Todos nós necessitamos que alguém nos diga: “Eu também não te condena: vai, e doravante não peques mais!” Tal é a palavra criadora de Jesus. Jesus nos torna capazes de aceitar nosso pecado para que iniciemos juntos uma existência reconciliada.


A partir do evangelho deste dia todos nós somos chamados a adotar a misericórdia como estilo de vida, a exemplo de Jesus Cristo. A virtude da misericórdia, sinceramente praticada, vale muito mais do que qualquer oferta: “Quero misericórdia e não sacrifício” (Os 6,6; Mt 9,13); Lc 19,10). Toda a experiência profunda de Deus nos leva à prática eficaz da misericórdia. As nossas pequenas mortificações, e exercícios ascéticos tem valor na medida em que servirem de treino para o exercício da misericórdia.

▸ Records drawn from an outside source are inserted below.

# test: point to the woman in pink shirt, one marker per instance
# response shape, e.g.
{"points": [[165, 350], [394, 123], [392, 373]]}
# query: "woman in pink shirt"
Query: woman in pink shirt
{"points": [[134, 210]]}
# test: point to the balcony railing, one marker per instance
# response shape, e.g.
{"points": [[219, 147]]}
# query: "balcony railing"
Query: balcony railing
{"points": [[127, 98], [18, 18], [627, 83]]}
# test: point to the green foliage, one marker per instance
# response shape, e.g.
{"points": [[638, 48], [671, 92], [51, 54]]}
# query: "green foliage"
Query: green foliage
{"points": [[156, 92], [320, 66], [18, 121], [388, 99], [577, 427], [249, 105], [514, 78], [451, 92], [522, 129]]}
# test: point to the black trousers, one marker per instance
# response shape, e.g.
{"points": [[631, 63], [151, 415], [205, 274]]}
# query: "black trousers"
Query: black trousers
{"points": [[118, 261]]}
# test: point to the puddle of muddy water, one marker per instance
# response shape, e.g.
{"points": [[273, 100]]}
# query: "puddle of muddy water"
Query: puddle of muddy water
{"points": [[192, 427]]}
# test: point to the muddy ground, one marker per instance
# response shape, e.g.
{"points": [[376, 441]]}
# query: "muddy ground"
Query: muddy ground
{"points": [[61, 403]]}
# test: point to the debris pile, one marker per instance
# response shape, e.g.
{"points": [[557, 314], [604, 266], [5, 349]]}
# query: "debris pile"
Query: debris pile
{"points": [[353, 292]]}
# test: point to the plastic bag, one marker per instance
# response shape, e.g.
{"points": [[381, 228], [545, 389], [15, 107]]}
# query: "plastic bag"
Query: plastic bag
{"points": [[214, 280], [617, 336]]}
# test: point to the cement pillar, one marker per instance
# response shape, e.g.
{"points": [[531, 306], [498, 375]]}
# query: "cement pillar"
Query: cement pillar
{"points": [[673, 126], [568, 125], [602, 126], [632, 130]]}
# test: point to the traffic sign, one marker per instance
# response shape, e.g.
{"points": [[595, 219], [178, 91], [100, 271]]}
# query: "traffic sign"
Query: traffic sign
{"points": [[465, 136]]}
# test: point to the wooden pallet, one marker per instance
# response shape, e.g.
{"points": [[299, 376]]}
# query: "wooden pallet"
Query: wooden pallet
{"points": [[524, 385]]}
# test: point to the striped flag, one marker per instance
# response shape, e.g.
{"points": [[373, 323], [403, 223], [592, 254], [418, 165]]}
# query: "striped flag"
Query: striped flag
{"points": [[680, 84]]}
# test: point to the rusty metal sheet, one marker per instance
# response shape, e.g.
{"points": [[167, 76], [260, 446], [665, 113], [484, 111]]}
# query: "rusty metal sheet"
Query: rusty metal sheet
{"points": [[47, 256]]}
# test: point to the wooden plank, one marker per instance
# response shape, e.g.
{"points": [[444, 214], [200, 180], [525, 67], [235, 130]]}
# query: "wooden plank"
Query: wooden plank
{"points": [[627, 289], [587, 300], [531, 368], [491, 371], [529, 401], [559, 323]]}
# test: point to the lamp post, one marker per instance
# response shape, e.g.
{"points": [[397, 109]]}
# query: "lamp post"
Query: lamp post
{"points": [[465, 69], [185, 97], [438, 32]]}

A vivência da misericórdia nos leva a ter paciência como Deus tem tido paciência para conosco apesar de nossos contínuos desvios do caminho de Deus. O paciente não é aquele que é cego, nem aquele que fecha os olhos às qualidades e às idéias menos boas ou até más dos outros. Seremos pacientes na medida em que saibamos aceitar as nossas próprias limitações e agradecer ao nosso próximo o fato de nos aceitar, apesar das nossas sombras e dos nossos defeitos. O impaciente veste sempre a pele do “infalível”, porque não reconhece nem vive os próprios limites e defeitos.


Há duas classes de homens: Uns, pecadores que se julgam justos e os outros, justos que se crêem pecadores. Em que grupo você está? A raiz do mal e da injustiça está dentro de cada um de nós; dentro de mim.  Se não reconheço isto, nada melhorará dentro e fora de mim.